Caminamos por el solar, pasamos revista sobre los escombros distribuidos en el terreno: asientos de carros descartados, pedazos de postes del alumbrado, sogas, retazos de madera, un pedazo de escalera, dos pedazos de madera laminada, clavos herrumbrosos y varios neumáticos, además de neveras, estufas y otros enseres eléctricos. Más tarde, preparamos un modelo de cómo se podían juntar las piezas y nos dimos a la tarea de limpiar, recoger y construir una estructura para inventar juegos. Construí un armazón de madera y dejé que los propios niños desarrollaran el proyecto añadiendo las sogas, el asiento y neumático. Solo intervine para corregir posibles problemas de seguridad. Ciertamente la pieza no reunía los criterios establecidos por la Academia de lo que debe ser una obra de arquitectura. Para un observador el proyecto podía parecer extraño, hasta caótico, un elogio a la estética de la basura. Pero el proyecto iba más allá. Las lecciones más importantes que nos ofrece esta experiencia tienen que ver menos con la forma que con el contenido, más con la experiencia del proceso que con el producto final.

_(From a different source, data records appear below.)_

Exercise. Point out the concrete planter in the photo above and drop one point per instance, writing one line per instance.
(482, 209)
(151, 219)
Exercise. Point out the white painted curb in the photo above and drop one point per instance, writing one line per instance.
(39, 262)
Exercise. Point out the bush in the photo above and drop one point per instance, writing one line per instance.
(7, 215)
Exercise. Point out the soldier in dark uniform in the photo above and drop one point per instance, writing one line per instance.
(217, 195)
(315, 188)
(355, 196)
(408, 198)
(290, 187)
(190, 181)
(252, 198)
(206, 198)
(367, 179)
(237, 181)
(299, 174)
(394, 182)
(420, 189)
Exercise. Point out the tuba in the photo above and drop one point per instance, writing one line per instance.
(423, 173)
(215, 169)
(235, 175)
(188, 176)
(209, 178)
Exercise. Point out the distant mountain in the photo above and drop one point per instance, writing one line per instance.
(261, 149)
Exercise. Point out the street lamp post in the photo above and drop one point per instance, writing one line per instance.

Mirando desde la distancia me preguntaba mientras escribía estas cuartillas: ¿qué significado tuvo para mí esta experiencia? Al ocupar el terreno, hasta ese momento vedado para ellos, y marcar la apropiación  los niños intentaron combatir el desarraigo y fortalecer su identidad. Al hacerlo transformaron su comunidad. Una parte importante de las ciudades se hace en el día a día, en las decisiones y acciones individuales y colectivas de quienes las habitan. A mí me pareció una buena metáfora sobre la extraordinaria capacidad de la arquitectura para:     mostrarnos una manera distinta de mirar y mirarnos,  convocarnos para asumir la ciudad y el entorno como autores, transformar las condiciones de vida, apoyar los rituales cotidianos, construir memoria, detonar procesos creativos y complementar la protesta con propuestas ambientales creativas.

Estos procesos no son totalmente espontáneos, le corresponde al arquitecto:

  • provocar a la gente para que tomen parte activa en la construcción de sus proyectos y se conviertan en autores de sus comunidades,
  • descubrir los hilos que tejen las decisiones mediante las cuales se construye la Ciudad para provocar la discusión crítica y hacer posible la preparación de propuestas a partir de las posibilidades, condiciones y capacidades de la población,
  • incorporar la dimensión espacial a las luchas sociales y económicas,                                                     
  • en síntesis, le corresponde al arquitecto ser un educador que muestra escenarios alternativos y al hacerlo amplía el campo de visión de la gente para influir en la toma de decisiones  para que de esa manera tomen un mayor control sobre sus comunidades y sus vidas.        
                                                                                                                                                                                                                                                                                                                                                                                                                                                                                                                                                                                                                                                                                                                                                                                                                    

Presentación de Proyectos

Los trabajos que presentaré reflejan mi posicionamiento como arquitecto-diseñador ambiental y educador que pretende incidir en esas márgenes creativas y provocadoras, ser parte de la construcción de esa nueva sociedad. Representan temas que me apasionan como arquitecto en la práctica privada y como director del Taller de Diseño Comunitario de la Escuela de Arquitectura de la Universidad de Puerto Rico, donde comparto las responsabilidades con el arquitecto Elio Martínez Joffre. En el Taller los estudiantes trabajan con grupos de las comunidades que por su condición económica no pueden contratar los servicios de un arquitecto. Al acercarse a los problemas de diseño desde la perspectiva de la gente los estudiantes aprender a diseñar con mayor responsabilidad. Mientras aprenden educan.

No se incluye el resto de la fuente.